Once the stroller was ready to go, I strapped Ella in, unwrapped her bar for her, did a couple of useless stretches and started running.

I have a couple of 3-mile routes near my house that I do pretty regularly, and this one involved the nearby prairie path -– one mile to get to the path, a mile on it and then a mile to get home from there with Ella talking every bit of the way.  During the first mile, we crossed paths with a couple out for a walk.  I did my courtesy wave.  We saw them again on the path at the end of mile 2, and they acknowledged us with, “Wow, you’re fast!”  I told them I didn’t feel fast and then laughed.  Afterall, their comment was coming off of Ella asking me, “Are we walking?” as I ran, pushing her, uphill on the gravel path a few minutes before.
Cal used to do that, too.  Are we walking?  My kids have zero appreciation for how difficult it is to run much less run while pushing an additional 40-50 pounds of a chatty kid trying repeatedly to drum up some dialogue with me and we can’t discount the weight of the stroller, either.

Needless to say, we finished our run without event -– no whining, no “I want to run,” no tears.  Our time was maybe a minute longer than it is when I run alone.  Not bad.  And we were both genuinely content.
As soon as we finished, I leaned over to give Ella “knucks” and thank her for running with me.  I unstrapped her from the stroller and helped her out, offering her my sweaty hand to help and dripping sweat from my forehead and arm onto her as I did so.  Ella recognized this and asked me if I was sweaty.  She’s a perceptive one, she is.

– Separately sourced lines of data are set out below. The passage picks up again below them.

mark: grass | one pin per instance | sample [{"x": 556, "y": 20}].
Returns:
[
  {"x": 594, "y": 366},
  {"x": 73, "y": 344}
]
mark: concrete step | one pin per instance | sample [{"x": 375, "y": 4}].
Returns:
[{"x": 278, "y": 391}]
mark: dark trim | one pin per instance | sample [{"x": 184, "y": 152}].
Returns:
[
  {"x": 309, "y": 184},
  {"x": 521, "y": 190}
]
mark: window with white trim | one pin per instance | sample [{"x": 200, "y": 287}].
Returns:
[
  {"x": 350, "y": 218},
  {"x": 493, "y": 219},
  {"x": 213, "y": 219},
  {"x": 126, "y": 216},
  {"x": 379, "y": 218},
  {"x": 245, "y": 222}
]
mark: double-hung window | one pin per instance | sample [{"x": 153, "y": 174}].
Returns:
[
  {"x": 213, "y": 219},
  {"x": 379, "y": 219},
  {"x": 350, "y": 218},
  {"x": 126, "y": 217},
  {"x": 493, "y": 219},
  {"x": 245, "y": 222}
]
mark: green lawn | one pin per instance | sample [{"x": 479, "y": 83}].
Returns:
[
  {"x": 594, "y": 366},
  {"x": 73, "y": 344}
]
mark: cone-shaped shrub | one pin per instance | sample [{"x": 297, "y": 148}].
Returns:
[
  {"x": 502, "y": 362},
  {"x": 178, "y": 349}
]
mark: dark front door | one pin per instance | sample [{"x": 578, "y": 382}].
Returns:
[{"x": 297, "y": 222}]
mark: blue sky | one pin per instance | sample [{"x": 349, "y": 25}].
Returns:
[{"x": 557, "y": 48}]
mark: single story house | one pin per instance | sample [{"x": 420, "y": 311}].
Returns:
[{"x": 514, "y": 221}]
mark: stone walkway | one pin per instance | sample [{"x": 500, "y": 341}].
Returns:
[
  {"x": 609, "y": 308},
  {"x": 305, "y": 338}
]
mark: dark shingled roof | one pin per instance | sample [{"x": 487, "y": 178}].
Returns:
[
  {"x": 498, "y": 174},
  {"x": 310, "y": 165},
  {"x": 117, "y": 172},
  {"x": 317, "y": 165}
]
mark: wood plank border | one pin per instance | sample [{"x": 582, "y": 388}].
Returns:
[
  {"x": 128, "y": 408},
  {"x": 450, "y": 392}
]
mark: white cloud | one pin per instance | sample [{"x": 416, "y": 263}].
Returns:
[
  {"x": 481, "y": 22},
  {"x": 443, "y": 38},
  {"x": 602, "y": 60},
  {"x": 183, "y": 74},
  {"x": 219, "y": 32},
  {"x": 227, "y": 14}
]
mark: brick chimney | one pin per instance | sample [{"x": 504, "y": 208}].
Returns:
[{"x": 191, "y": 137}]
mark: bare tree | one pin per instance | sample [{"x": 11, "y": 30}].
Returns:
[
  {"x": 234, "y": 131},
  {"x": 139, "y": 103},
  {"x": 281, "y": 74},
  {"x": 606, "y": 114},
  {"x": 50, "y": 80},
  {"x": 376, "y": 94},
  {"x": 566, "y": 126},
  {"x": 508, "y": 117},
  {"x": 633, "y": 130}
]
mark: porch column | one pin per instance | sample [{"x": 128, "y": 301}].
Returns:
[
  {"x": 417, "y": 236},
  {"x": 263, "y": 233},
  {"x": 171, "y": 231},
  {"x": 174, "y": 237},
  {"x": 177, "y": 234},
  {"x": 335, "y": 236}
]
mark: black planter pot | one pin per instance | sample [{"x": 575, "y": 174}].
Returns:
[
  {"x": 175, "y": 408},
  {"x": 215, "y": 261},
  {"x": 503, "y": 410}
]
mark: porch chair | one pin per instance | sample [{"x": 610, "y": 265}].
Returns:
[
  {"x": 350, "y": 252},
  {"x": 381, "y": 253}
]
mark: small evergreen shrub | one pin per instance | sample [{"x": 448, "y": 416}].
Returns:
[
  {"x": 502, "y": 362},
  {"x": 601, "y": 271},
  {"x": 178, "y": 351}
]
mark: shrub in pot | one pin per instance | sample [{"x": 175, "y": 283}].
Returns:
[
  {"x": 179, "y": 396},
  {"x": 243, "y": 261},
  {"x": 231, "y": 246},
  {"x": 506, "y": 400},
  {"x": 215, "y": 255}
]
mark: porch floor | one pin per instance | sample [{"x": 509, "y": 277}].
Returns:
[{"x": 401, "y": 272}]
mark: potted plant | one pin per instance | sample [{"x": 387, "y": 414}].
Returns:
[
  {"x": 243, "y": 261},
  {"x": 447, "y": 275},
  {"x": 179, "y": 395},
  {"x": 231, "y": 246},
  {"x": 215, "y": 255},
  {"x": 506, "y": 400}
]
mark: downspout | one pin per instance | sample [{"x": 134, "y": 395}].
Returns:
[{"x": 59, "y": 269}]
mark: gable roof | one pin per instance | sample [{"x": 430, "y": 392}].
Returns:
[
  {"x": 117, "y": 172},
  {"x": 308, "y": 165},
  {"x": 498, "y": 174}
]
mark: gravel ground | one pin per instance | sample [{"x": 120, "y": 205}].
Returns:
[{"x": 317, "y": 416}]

I was hunched over with my hands on my knees and breathing heavy as she asked me this.  “I AM sweaty,” I told her.
She proceeded to bend over with her hands on her knees and breathe heavy herself.  She then looked up and saw our neighbors outside and decided to announce to them, “I’m sweaty.  I just went for a run, and I’m sweaty.”

In the end, it was a really pleasant, albeit physically tough, run with Ella.  I'll take that any day over the reverse, if that's even a possible combination.  I guess sometimes being gluttons for punishment (or glass-is-half-full thinkers despite experience telling us otherwise) occasionally sets the stage for some happy surprises.